Nicotine abuse is the most critical but preventable public health problem. Although nicotinic acetylcholine receptor (nAChR) is identified as the main target of nicotinic signaling, the molecular and neuronal circuits of nicotinic signaling remain unknown. Using invertebrate models such as c. elegans or Drosophila metanogaster as animal models to study drug abuse has recently attracted the attention of researchers because of their simple nervous system, and the available powerful genetic tools in these models [Schafer WR, J. Neurosciences, 2002, Wolf FW and Heberlein U, Cur. Opp. in Neuroscience, 2003]. Utilizing a quantitative c. elegans behavior analysis system (Feng Z. et al, abstract in this meeting), a c. elegans locomotory acclimation behavior is identified and defined. Using this locomotory acclimation behavior as a behavioral assay, the c. elegans animals were found to response acutely to nicotine at a wild concentration range including concentrations close to physiological concentration in human blood after a cigarette consummation.

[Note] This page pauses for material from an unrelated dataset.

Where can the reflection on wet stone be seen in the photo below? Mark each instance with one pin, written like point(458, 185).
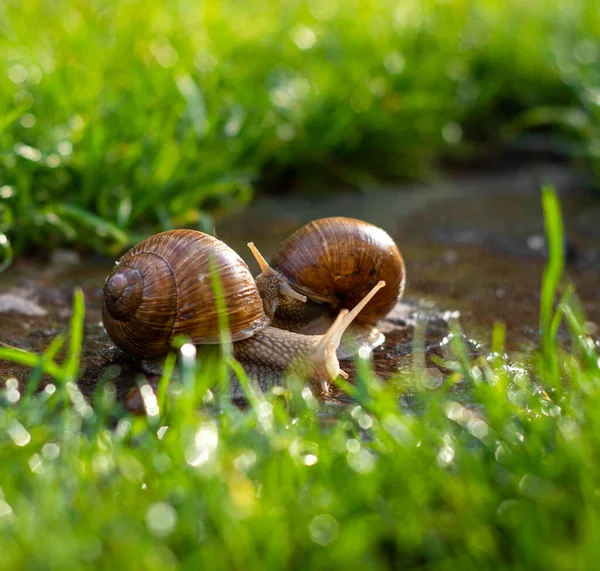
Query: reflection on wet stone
point(474, 252)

This locomotory acclimation behavior is also found can be used in the study of nicotine adaptation, withdrawal, and possibly sensitization. The distinct roles of several nicotinic receptor subunits (
unc-29,
unc-38, and
unc-63), Go and Gq signaling circuits, and several neuronal transmitters (dopamine, serotonin, glutamate) in the locomotory acclimation behavior, and their functions in nicotinic signaling are discussed.